4.) You have to set up the save points yourself, so you can put them wherever you want.
But from the choicescript wiki I found:
“Note that when CoG releases a finished game, whether Official or Hosted, they will add a permanent “hard save” feature if your game warrants one. For that final release you will first need to remove any existing “hard save” system scripting from your game, as it is not presently supported by CoG.”
I thought you meant checkpoints. A hard save is just something that allows the app to constantly save your progress. So if you exit out of the app and then go back to it, you’re still in the same place as you were.
On this same topic, do you think it would be an issue if at the very beginning, before the game even starts, it says that it’s a one chapter demo with the option to purchase the rest at the end?
That might help a little bit, but the biggest problem is that you can download the app for free, so many people think that the entire thing is going to be free, and then get really angry when they realize they have to purchase the remaining chapters. I think the best solution is to just make them all pay-to-play, and include the link to the online demo in the description of the app.
Well I know demo’s can be useful, you just have to somehow get around some people’s expectations of getting everything free. What if two versions were released, one being full price and the other being the demo, the demo one clearly stating either in the description or title that’s it’s a demo?

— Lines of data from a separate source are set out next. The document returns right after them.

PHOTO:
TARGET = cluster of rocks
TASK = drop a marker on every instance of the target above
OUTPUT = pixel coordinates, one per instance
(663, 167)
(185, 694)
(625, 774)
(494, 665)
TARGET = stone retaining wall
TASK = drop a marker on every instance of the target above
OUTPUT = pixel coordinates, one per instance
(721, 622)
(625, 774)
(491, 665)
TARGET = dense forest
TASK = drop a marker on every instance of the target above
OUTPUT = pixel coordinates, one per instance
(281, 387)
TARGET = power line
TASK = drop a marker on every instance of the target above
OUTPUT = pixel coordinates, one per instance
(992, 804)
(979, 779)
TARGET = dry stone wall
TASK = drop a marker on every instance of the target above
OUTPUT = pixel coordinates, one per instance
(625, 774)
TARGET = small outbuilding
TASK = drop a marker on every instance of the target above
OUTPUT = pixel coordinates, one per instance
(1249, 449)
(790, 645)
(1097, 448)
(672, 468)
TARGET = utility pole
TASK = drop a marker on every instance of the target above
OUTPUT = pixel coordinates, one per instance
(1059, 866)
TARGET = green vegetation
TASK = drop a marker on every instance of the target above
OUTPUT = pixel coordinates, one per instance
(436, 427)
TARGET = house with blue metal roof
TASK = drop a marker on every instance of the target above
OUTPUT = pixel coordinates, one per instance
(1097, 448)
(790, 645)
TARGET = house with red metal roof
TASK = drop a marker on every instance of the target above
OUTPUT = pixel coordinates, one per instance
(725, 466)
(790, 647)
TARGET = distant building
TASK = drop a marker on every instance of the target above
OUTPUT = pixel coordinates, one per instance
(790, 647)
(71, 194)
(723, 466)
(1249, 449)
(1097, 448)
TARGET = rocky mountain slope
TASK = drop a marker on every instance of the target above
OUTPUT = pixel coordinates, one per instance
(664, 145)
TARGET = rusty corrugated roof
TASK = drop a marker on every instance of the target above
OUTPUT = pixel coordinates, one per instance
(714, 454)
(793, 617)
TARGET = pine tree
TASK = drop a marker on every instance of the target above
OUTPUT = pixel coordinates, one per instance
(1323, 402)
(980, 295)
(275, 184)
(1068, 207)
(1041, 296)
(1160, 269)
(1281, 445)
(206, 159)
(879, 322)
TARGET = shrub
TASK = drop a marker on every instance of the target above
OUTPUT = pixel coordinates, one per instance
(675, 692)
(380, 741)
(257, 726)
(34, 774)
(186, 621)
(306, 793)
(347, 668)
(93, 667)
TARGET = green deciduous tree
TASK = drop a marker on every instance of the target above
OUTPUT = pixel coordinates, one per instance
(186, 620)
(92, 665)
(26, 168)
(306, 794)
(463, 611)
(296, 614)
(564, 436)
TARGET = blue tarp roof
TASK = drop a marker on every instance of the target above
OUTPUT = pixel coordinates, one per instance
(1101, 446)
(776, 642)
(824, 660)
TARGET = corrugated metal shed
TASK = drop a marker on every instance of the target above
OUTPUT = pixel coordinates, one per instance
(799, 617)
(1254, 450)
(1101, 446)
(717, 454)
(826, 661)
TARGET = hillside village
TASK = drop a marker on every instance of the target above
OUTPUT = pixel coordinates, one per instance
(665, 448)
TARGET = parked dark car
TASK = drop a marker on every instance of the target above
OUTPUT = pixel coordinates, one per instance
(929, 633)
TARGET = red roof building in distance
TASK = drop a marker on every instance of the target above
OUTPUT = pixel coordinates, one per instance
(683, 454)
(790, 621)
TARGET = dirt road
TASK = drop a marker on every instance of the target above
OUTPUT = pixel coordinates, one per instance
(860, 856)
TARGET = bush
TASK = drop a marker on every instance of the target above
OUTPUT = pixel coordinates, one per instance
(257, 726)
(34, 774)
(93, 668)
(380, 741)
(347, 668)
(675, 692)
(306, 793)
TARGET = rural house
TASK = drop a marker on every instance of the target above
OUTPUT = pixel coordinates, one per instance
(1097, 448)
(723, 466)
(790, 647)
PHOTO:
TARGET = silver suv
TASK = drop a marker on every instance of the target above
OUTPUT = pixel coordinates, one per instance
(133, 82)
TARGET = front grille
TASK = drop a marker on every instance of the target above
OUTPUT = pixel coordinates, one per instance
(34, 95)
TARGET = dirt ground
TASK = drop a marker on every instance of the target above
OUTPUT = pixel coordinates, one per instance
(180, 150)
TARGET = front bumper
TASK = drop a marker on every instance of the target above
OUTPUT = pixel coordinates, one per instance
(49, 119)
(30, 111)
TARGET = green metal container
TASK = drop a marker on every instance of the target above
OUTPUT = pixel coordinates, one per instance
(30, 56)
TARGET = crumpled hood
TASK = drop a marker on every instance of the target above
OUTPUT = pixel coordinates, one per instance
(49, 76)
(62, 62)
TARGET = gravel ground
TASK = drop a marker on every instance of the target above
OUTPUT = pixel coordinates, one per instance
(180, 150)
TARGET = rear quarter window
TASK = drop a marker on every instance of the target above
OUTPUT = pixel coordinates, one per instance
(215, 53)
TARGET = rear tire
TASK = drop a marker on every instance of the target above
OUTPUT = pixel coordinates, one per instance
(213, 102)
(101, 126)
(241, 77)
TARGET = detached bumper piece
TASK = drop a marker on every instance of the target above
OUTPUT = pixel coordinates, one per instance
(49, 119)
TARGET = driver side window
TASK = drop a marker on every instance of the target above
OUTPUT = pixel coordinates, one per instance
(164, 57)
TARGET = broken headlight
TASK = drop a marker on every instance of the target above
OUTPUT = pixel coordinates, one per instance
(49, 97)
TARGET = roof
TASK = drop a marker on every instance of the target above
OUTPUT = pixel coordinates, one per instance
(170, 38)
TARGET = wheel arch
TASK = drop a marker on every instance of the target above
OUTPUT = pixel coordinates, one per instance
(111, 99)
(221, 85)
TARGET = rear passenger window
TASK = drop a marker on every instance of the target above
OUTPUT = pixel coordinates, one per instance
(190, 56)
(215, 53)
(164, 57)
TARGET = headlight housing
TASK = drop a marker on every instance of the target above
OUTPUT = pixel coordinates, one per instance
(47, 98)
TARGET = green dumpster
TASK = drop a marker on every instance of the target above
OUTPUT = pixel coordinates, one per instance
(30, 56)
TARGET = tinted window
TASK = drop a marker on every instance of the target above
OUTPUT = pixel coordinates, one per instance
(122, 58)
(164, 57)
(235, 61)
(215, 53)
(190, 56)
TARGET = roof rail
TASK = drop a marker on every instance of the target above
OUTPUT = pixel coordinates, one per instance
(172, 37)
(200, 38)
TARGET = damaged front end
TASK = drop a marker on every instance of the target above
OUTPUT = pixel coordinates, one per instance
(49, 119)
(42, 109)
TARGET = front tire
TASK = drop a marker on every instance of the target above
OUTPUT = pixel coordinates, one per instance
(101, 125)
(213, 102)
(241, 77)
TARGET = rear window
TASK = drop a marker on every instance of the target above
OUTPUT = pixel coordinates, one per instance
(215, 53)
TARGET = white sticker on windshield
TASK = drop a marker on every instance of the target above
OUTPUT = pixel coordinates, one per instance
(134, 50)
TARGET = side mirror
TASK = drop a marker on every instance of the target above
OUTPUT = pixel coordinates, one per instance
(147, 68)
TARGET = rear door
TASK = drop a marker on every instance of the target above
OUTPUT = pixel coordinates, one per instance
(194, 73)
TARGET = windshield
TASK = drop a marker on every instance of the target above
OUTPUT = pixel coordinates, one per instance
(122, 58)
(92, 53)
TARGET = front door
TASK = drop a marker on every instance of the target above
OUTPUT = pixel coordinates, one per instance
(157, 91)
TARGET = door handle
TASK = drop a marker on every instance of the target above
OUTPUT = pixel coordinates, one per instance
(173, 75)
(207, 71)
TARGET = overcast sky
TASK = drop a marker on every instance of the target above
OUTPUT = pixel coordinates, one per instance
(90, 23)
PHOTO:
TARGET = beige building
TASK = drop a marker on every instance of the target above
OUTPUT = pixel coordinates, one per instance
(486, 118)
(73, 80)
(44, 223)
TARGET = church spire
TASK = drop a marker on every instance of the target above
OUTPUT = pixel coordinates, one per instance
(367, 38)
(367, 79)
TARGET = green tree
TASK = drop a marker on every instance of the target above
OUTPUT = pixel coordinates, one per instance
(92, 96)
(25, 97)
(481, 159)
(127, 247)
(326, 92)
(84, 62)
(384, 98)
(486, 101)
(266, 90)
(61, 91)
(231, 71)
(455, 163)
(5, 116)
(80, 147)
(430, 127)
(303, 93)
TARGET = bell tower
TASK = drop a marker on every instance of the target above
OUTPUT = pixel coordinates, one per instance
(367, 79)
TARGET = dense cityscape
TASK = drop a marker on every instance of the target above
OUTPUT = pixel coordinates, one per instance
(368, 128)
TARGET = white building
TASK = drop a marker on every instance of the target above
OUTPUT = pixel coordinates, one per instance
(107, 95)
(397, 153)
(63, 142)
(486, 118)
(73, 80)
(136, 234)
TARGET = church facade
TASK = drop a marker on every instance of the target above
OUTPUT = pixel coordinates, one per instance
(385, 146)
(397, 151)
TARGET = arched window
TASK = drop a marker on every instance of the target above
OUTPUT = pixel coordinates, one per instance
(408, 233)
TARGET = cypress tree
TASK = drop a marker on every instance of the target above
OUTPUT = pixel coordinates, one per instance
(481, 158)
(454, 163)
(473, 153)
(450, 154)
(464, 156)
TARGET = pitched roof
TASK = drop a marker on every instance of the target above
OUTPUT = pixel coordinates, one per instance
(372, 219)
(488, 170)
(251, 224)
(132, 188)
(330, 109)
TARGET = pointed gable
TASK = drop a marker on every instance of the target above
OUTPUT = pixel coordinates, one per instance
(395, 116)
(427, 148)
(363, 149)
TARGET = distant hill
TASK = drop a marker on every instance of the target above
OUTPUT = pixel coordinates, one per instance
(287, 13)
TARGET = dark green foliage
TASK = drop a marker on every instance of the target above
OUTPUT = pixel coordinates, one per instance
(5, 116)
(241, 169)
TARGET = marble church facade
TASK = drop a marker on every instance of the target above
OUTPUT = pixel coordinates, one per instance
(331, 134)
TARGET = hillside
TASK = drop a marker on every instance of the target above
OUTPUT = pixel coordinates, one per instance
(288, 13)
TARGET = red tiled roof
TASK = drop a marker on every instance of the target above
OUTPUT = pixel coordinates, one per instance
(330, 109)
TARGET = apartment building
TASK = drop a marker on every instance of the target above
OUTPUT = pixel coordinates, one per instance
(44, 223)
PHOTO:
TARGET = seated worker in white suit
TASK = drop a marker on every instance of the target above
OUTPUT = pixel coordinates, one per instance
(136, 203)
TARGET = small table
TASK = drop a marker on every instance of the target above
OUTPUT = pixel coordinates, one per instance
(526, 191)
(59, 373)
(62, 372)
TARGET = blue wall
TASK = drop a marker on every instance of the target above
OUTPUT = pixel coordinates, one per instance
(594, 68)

Ok, so let me try to understand this, what you mean is, I create all of the soft saves, so if the player dies, they can restart from the last soft save. CoG creates the hard save (if it warrants one), so when a player exits game, they can return to the same page again later. Is that the difference ?
Yeah, basically. The only checkpoints are the ones that you set up yourself.
I just think having the link to the online demo in the description of the app is the best solution. People can’t give it bad reviews on the webpage if they wanted the whole thing to be free, and it’d make it so more people would buy the actual app.